1Jo 2, 18-21; Jo 1, 1-18

 

         Hoje é o ultimo dia do ano no calendário civil. E o evangelho nos mostra Jesus como ponto de referência único da história. Hoje podemos falar de que todo nosso tempo, na vida humana e na fé, tem um único centro e critério: Jesus.

         O evangelho nos convida a contemplar este Jesus: nele está toda a graça e o amor de Deus por cada um de nós. Podemos dar graças pelo ano que está terminando, pela salvação que Deus nos dá continuamente; e pedir perdão por tudo que é “anticristo” em nós: somos anticristos, se tivermos critérios de “mentira”, critérios que não são os de Jesus.

         Neste último dia do ano, nós como cristãos devemos viver esta mudança de ano a partir de uma triple atitude:

         (1). A primeira atitude é a de ação de graças pela vida. Finalizamos mais um ano de nossa vida. E a vida é um dom e uma dádiva de Deus pela qual devemos dar graças. Muitas vezes nos faz falta a vivência de sentir nossa própria vida como uma dádiva que Deus nos fez. Se olharmos para nossa vida a partir do ponto de vista de dádiva, chegaremos a dizer “Como é belo viver!”. Temos que dar graças por um ano vivido na graça de Deus.

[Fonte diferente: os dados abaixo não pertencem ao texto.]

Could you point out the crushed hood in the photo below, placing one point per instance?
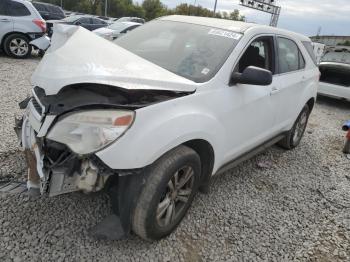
(77, 56)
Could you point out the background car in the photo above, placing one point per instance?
(88, 22)
(20, 23)
(49, 11)
(116, 29)
(131, 19)
(335, 73)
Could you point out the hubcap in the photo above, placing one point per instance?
(19, 47)
(175, 197)
(300, 128)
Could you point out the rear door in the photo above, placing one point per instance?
(290, 81)
(6, 21)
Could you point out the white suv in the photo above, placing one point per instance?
(20, 23)
(155, 115)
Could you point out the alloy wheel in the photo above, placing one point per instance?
(175, 197)
(19, 47)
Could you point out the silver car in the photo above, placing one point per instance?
(20, 23)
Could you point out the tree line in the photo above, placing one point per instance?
(149, 9)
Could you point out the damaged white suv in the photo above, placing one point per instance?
(154, 115)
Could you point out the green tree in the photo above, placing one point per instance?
(153, 9)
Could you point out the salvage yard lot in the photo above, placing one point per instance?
(278, 206)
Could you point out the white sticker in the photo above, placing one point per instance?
(205, 71)
(224, 33)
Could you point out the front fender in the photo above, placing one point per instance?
(160, 128)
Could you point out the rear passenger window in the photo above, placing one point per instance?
(289, 56)
(17, 9)
(259, 53)
(3, 7)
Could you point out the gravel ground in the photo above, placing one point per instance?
(278, 206)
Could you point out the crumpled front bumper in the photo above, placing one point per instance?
(52, 168)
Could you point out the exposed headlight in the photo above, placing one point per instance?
(89, 131)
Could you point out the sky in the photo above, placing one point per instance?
(302, 16)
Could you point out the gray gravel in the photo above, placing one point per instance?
(279, 206)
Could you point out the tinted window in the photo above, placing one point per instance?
(3, 7)
(289, 56)
(98, 21)
(18, 9)
(39, 7)
(259, 53)
(310, 50)
(84, 20)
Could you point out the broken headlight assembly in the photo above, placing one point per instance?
(89, 131)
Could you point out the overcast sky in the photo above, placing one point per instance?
(303, 16)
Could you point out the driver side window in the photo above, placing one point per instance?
(259, 53)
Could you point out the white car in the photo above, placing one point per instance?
(116, 29)
(153, 116)
(335, 73)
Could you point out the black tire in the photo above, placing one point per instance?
(290, 141)
(23, 50)
(147, 221)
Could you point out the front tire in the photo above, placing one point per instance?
(17, 46)
(294, 136)
(171, 185)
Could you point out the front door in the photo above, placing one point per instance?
(251, 116)
(291, 79)
(6, 21)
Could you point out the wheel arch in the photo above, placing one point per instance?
(311, 103)
(2, 41)
(207, 156)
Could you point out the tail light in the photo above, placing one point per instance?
(41, 24)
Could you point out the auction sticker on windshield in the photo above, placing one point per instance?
(224, 33)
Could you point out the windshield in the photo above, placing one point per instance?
(71, 18)
(193, 51)
(118, 26)
(339, 57)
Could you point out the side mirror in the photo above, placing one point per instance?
(252, 76)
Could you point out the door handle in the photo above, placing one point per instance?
(274, 90)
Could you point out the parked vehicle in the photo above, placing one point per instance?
(89, 22)
(49, 11)
(335, 73)
(116, 29)
(152, 116)
(20, 23)
(42, 44)
(131, 19)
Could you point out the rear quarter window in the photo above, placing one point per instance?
(18, 9)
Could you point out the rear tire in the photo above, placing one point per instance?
(294, 136)
(17, 46)
(159, 209)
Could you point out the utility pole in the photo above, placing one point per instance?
(106, 7)
(216, 3)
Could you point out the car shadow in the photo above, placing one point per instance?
(339, 103)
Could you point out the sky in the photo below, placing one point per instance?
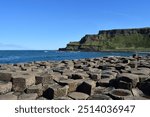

         (2). A segunda atitude é a de pedir perdão por nossas limitações e debilidades durante o ano que está terminando. É pedir o perdão pela falta de amor nas nossas conversas e em tudo que fizemos. Cada um de nós recebeu um número de talentos, mas nem todos conseguiram render os talentos. Martin Buber dizia: “A grande culpa do homem não é o pecado. A grande culpa do homem consiste em que em todo momento pode se converter, mas não o faz”. "O mundo é um lugar perigoso de se viver, não por causa daqueles que fazem o mal, mas sim por causa daqueles que observam e deixam o mal acontecer." (Albert Einstein)

         (3). A terceira atitude é a de saber que tenho uma missão a cumprir neste ano novo que começa. O mesmo Martin Buber dizia: “Todos nós somos chamados a levar algo à plenitude no mundo”. A partir deste pensamento sabemos que sempre espera em alguma parte deste mundo alguma missão que tenho que realizar. Sempre há alguém em alguma parte deste mundo esperar que eu possa dar-lhe uma esperança nova. Sempre espera em alguma parte deste mundo uma dor que possa morrer em meu amor. Sempre espera em alguma parte da sociedade meu Deus em quem acredito, que me pede o amor para poder encarar tudo na vida, inclusive a dor da perda.

         No tempo, existem dois dias acerca dos quais não podemos fazer nada: ontem e amanhã. O passado é observável, mas não é modificável por mais que alguém o tente. O futuro é modificável, mas não é observável, pois ninguém sabe o que vai acontecer amanhã. Os eventos passados contribuem, sim, para o nosso agora. O nosso presente nos ajudará, sim, a determinar o nosso futuro. Porém, não podemos fazer nada a respeito deles, pois ambos estão fora de nosso alcance. A única realidade que temos é o presente. Este instante é tudo que temos. Só podemos agir no momento presente ou nunca mais. E não há como apressar a chegada do próximo instante. É possível que tenhamos tido tempos no passado que foram especiais ou ruins para nós; pode ser que o futuro nos reserve momentos preciosos. Porém, o único tempo realmente “nosso” é este instante em que estamos agora. Cabe a nós decidir o que fazer com ele. Cada momento é meu para torná-lo belo ou doloroso de acordo com minha escolha.